Keeping API keys and environment-specifics out of your OpenTelemetry config

When I was setting up Honeycomb with my Lambda functions there was something that bothered me: the OpenTelemetry config file contained my API keys and environment-specific details. I needed to keep my bundle environment-agnostic, and I really didn’t want to be committing API keys to version control. You can read more about the adventure itself in my other post, or continue reading this post for my solution.

OpenTelemetry supports environment variables to override parts of the config file, such as OTEL_EXPORTER_OTLP_ENDPOINT and OTEL_EXPORTER_OTLP_HEADERS. In theory, you could use these to customise your config file. Unfortunately, the AWS Distro for OpenTelemetry on AWS Lambda doesn’t seem to honour these variables.

Fortunately, the OpenTelemetry Collector documentation has a section on environment variables which says “the use and expansion of environment variables is supported in the Collector configuration”.

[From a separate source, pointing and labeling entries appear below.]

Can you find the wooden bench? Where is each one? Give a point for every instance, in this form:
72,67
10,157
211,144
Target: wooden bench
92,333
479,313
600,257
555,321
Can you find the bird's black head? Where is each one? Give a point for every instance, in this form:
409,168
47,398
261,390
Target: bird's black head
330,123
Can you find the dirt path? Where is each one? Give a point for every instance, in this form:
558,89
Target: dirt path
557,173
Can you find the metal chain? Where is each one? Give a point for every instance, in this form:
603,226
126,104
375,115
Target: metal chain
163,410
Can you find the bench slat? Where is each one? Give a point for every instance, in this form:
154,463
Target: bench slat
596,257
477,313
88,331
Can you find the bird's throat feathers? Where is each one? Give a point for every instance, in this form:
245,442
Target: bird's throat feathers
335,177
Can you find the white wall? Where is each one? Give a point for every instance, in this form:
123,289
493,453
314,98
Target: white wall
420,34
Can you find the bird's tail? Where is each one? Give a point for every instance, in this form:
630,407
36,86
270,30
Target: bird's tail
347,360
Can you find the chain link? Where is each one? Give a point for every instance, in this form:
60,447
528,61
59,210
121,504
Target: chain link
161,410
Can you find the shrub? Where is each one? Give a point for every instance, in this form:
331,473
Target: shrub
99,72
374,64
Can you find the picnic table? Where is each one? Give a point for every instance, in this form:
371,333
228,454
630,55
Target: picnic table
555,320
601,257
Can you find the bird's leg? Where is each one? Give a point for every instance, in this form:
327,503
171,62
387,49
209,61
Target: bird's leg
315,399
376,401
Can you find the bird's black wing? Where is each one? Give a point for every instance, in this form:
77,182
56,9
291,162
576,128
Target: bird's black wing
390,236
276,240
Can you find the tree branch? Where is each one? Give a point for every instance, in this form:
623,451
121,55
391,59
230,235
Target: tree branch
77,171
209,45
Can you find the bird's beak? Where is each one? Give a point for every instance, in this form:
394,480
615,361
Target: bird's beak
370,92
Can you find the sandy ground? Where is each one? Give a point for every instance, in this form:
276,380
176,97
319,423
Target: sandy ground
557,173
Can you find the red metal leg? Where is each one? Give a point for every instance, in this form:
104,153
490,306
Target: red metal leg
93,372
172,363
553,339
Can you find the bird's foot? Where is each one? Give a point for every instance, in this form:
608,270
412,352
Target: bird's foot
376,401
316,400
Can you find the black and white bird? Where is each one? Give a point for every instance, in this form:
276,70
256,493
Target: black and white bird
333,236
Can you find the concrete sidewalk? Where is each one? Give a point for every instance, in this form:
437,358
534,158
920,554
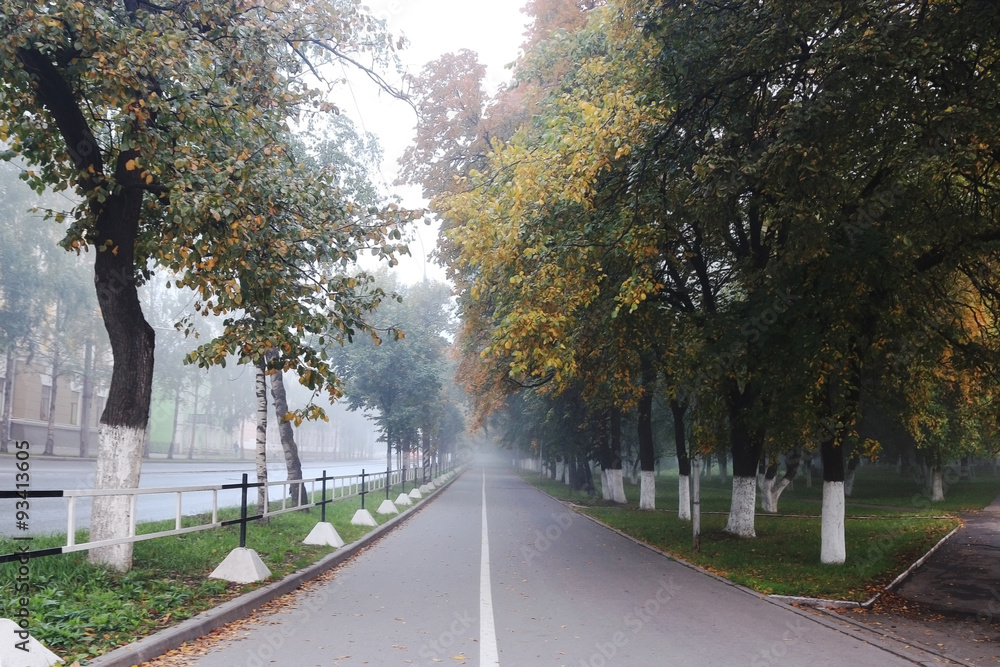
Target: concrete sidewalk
963,576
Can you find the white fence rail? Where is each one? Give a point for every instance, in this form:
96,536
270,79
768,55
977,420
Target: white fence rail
329,488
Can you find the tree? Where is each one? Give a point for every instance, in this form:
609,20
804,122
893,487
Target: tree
400,379
721,163
151,113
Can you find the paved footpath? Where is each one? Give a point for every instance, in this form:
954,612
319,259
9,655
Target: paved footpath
550,588
963,576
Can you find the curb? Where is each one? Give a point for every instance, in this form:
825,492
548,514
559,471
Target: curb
160,642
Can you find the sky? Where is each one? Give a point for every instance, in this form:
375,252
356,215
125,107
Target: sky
494,30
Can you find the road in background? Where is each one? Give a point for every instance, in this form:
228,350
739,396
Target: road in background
562,590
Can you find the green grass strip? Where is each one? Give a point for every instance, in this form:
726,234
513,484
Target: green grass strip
81,611
890,524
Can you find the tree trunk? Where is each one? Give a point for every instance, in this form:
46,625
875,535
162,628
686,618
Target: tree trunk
122,429
615,480
50,427
766,483
647,448
683,461
260,386
937,484
852,466
8,398
292,462
723,461
745,447
425,448
116,226
86,399
833,545
769,499
177,416
194,424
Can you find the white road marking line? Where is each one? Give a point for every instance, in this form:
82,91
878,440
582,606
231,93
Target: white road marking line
488,654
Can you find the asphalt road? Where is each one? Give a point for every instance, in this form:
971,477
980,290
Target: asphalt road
552,588
48,515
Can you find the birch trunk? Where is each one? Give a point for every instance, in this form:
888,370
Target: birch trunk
833,548
86,399
260,385
647,490
8,398
677,410
616,482
684,497
50,427
937,485
293,464
742,506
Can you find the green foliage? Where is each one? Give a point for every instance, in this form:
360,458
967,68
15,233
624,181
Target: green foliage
754,195
80,610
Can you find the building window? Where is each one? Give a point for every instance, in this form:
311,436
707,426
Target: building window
43,409
74,407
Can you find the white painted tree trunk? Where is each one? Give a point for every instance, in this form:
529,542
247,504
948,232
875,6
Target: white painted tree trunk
937,486
833,545
684,497
119,462
742,507
647,490
616,485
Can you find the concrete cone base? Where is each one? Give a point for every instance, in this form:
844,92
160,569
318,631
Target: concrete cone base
324,534
242,566
387,507
363,518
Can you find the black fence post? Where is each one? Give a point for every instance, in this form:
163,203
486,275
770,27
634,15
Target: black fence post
362,488
243,513
322,504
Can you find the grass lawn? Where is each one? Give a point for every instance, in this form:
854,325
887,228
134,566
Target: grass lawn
81,611
889,525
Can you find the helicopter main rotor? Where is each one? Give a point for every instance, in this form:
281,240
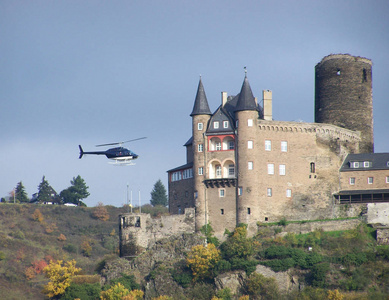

If you update your config file to reference other environment variables, you can keep the config file environment-agnostic and remove the need to embed API keys. For example, with Honeycomb you can configure your exporter like so:

exporters:
  otlp:
    endpoint: "api.honeycomb.io:443"
    headers:
      "x-honeycomb-team": "$HONEYCOMB_TEAM_KEY"
      "x-honeycomb-dataset": "$HONEYCOMB_DATASET$"

I’d prefer if I didn’t have to store a sensitive key in an environment variable either, but it’s a step in the right direction and is better than committing it to version control. There’s an open design document on external secret management in OpenTelemetry which I’ll be keeping an eye on. I’d be much happier if I could just reference an AWS Secrets Manager secret by name in the config, one can dream. Until then, I think this is the best I can do.